Mr. Halliburton let his head fall back on the pillow again. He fixed his eyes on vacancy, and there ensued a silence. The children looked at him.
"Singular things are dreams," he presently exclaimed. "I thought I was on a broad, wide road—an immense road, and it was crowded with people. We were all going one way, stumbling and tripping along–"
"What made you stumble, papa?" interrupted Janey, whose busy tongue was ever ready to talk.
"The road was full of impediments," continued Mr. Halliburton, in a dreamy tone, as if his mental vision were buried in the scene and he was relating what had actually occurred. "Stones, and hillocks, and brambles, and pools of shallow water, and long grass that got entangled round our feet: nothing but difficulties and hindrances. At the end, in the horizon, as far as the eye could reach—very, very far away indeed—a hundred times as far away as the Malvern Hills appear to be from us—there shone a brilliant light. So brilliant! You have never seen anything like it in life, for the naked eye could not bear such light. And yet we seemed to look at it, and our sight was not dazzled!"
"Perhaps it was fireworks?" interrupted Gar. Mr. Halliburton went on without heeding him.
"We were all pressing on to get to the light, though the distant journey seemed as if it could never end. So long as we kept our eyes fixed on the light, we could see how we walked, and we passed over the rough places without fear. Not without difficulty. But still we did pass them, and advanced. But the moment we took our eyes from the light, then we were stopped; some fell; some wandered aside, and would not try to go forward; some were torn by the brambles; some fell into the water; some stuck in the mud; in short, they could not get on any way. And yet they knew—at least, it seemed that they knew—that if they would only lift their eyes to the light, and keep them steadfastly on it, they were certain to be helped, and to make progress. The few who did keep their eyes on it—very few they were!—steadily bore onwards.

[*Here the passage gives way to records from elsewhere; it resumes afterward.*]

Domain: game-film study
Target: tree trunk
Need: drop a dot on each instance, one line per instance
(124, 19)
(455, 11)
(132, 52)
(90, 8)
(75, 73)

The same hindrances, the same difficulties were in their path, so that at times they also felt tempted to despair—to fear they could not get on. But their fears were groundless. So long as they did not take their eyes from the light, it guided them in certainty and safety over the rough places. It was a helper that could not fail; and it was ready to guide every one—all those millions and millions of travellers. To guide them throughout the whole of the way until they had gained it."

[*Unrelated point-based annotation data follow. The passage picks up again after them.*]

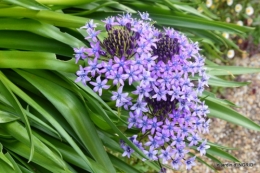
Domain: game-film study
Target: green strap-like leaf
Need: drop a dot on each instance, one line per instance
(75, 113)
(225, 113)
(6, 91)
(5, 168)
(230, 70)
(43, 29)
(35, 60)
(6, 117)
(52, 121)
(23, 40)
(34, 5)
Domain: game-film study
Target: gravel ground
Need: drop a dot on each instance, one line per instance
(227, 134)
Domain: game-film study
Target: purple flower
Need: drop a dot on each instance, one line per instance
(205, 126)
(79, 53)
(139, 106)
(175, 93)
(162, 137)
(99, 85)
(110, 21)
(119, 97)
(132, 120)
(151, 154)
(190, 162)
(152, 142)
(178, 141)
(128, 103)
(165, 104)
(132, 74)
(159, 94)
(203, 147)
(176, 163)
(92, 34)
(94, 50)
(142, 91)
(93, 67)
(155, 125)
(168, 127)
(180, 151)
(89, 25)
(128, 151)
(194, 139)
(149, 59)
(146, 78)
(82, 75)
(143, 124)
(143, 46)
(144, 16)
(107, 68)
(117, 76)
(166, 155)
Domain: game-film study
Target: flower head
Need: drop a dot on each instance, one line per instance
(209, 3)
(231, 53)
(229, 2)
(151, 71)
(238, 8)
(240, 23)
(249, 11)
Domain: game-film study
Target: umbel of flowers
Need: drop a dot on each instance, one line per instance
(162, 64)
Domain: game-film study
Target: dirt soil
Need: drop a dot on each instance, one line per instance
(227, 134)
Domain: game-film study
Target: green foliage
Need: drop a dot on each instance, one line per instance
(51, 124)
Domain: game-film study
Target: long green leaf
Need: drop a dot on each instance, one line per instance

The children had become interested and were listening with hushed lips. "Why did they not all let it guide them?" breathlessly asked William. "Nothing can be more easy than to keep our eyes on a light that does not dazzle. What did you do, papa?"
"It seemed that the light would only shine on one step at a time," continued Mr. Halliburton, not in answer to William, but evidently absorbed in his own thoughts. "We could not see further than the one step, but that was sufficient; for the moment we had taken it, then the light shone upon another. And so we passed on, progressing to the end, the light seeming brighter and brighter as we drew near to it."
"Did you get to it, papa?"
"I am trying to recollect, William. I seemed to be quite close to it. I suppose I awoke then."
Mr. Halliburton paused, still in thought: but he said no more. Presently he turned to his wife. "Is it nearly tea-time, Jane? I cannot think what makes me so thirsty."
"We can have tea now, if you like," she replied. "I will go and see about it."
She left the room, and Janey ran after her. In the kitchen, making a great show and parade of being at work amidst plates and dishes, was a damsel of fifteen, her hair curiously twisted about her head, and her round, green eyes wide open. It was Betsy.
"That was good pudding," cried she, turning her face to Mrs. Halliburton. "Better than mother's."
She alluded to a slice which had been given her. Jane smiled. "We want tea, Betsy."
"Have it in directly, mum," was Miss Betsy's acquiescent response.
Scarcely were the words spoken, when a commotion was heard in the sitting-room. The door was flung open, and the boys called out, the tone of their voices one of utter alarm. Jane, the child, and the maid, made but one step to the room. All Jane's fears had flown to "fire."